Hear from senior industry executives at the upcoming 7th Mega Event Worldwide 2016, The Event for Loyalty, Ancillary & Merchandising & Co-Brands, to be held in Toronto, Canada. (25 -26 October, 2016).
Twitter hashtag: #MegaEvent16
Follow Ai on Twitter: @Ai_Connects_Us
First published on 22nd August, 2016
Ai Editorial: Malaysia Airlines is looking at profiling and “segmentising” members of its Enrich loyalty programme, and is also working on a host of other initiatives to embrace data-driven operations, writes Ai’s Ritesh Gupta
When we talk of how technology and touchpoints are shaping up loyalty in today’s world, the discussion can be unpredictable – long, tricky, and complicated, too!
Can I expect a brand to keep track of every iota of digital data of what all I do when I am connected? And to what extent all of this can be amalgamated with offline experiences, too. A herculean task if we think of the so-called “micro-moments”.
The world of data and analytics is multi-layered, and one can say complicated, too.
I recently chose to check what does a typical “privacy and cookie” mean when I visit a website.
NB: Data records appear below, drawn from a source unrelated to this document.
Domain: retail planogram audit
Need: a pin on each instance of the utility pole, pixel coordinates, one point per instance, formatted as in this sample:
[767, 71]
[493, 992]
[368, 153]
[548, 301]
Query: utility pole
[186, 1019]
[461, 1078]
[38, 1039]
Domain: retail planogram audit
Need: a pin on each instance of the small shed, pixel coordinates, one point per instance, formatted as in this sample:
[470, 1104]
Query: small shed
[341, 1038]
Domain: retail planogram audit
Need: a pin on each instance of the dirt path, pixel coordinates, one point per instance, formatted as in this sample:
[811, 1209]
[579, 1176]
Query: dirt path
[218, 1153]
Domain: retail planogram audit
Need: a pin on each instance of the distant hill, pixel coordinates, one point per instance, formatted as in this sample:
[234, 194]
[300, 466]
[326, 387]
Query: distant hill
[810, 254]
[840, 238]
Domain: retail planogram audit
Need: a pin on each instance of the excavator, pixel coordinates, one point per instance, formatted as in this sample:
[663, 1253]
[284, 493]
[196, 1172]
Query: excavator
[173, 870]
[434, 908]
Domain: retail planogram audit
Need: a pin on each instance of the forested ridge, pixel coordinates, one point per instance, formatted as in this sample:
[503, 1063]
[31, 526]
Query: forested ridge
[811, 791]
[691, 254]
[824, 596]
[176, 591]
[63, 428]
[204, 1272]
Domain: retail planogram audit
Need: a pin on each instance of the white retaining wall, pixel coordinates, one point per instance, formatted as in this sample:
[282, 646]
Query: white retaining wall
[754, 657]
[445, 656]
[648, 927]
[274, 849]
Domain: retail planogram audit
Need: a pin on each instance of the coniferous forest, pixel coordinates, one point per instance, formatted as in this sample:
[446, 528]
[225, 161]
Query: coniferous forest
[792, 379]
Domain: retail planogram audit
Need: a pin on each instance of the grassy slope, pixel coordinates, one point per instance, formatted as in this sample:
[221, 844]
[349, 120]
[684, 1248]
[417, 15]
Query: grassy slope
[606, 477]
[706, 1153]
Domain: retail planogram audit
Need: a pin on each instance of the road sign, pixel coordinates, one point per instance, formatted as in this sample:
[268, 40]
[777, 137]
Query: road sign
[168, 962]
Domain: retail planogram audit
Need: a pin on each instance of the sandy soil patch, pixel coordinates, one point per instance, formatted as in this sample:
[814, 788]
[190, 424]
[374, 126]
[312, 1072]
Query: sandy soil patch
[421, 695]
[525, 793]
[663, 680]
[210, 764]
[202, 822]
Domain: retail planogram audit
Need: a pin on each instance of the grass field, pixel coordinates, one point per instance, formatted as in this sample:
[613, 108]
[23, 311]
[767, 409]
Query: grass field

IP address, location, log-in information, browser, device, URL clickstream, page response time, clicks, scrolling etc. Add on to this cookies – functionality cookies, performance cookies, targeting cookies etc. There is 1st party data, 2nd party data, 3rd party data. Plus, there is data analytics - prescriptive, predictive etc. The list just seems to be an endless one!
The blend of data, analytics and technology is paving way for more work, and prioritizing isn’t easy. And when we talk of loyalty, airlines also work with a host of partners, and that’s where 2nd party data as a source also comes into the picture.
I recently interacted with an experienced marketer in Khairul Nisa Ismail, Head of Enrich & Loyalty for Malaysia Airlines.
The organization is making steady progress and clearly focused on engagement via offering recognition and value to its loyal members.
Excerpts from the interview:
Ai: Can you provide an insight into the current status and profile of Enrich, the loyalty division of Malaysia Airlines?
Nisa: We review based on the qualifying criteria that we have outlined for our members to adhere to (check out our Enrich Qualification URL). Currently our top 3 memberships are Malaysian based, Australia/ New Zealand-based, and the UK and the rest are ASEAN. 70% of our members are Malaysian based and for the last 3 years, we have been focused on unlocking our basic tier members i. e. Enrich blue members with activation campaigns to remain active as our members.
How we define “active” in our programme is as long as they have accrued miles, redeemed miles on both air and non-air partners plus converted credit card points to Enrich miles in the past 36-months, we consider them an active member. Moving forward, we aim to develop more unique members of different tiers in order for us to better understand them in terms of profiling and segmentation with data intelligence. This will ultimately help us to better serve our members.
Ai: What sort of changes/ transformation you are looking at?
Nisa: We are working towards understanding our members better by profiling and “segmentising” not just based on tiers but also their airline and non-air preference and behaviour. We are enhancing our platform to be more robust with the ability to further maximize the usage of our Enrich currency as a form of payment in our airline eco-system to our members. Apart from the airline, we are working with strategic partners that represent daily transaction behaviour, e.g. banks, petrol, online retailers, to provide more value to our members to earn enrich miles when shopping with these partners. These strategic partners truly reflect the lifestyle of our members beyond flying for Enrich. Of course, we do have the standard FFP partners that compliment flight purchases such as hotels, car rentals and duty free.
Ai: How about managing databases within an airline to craft a personalised offering for loyal travellers?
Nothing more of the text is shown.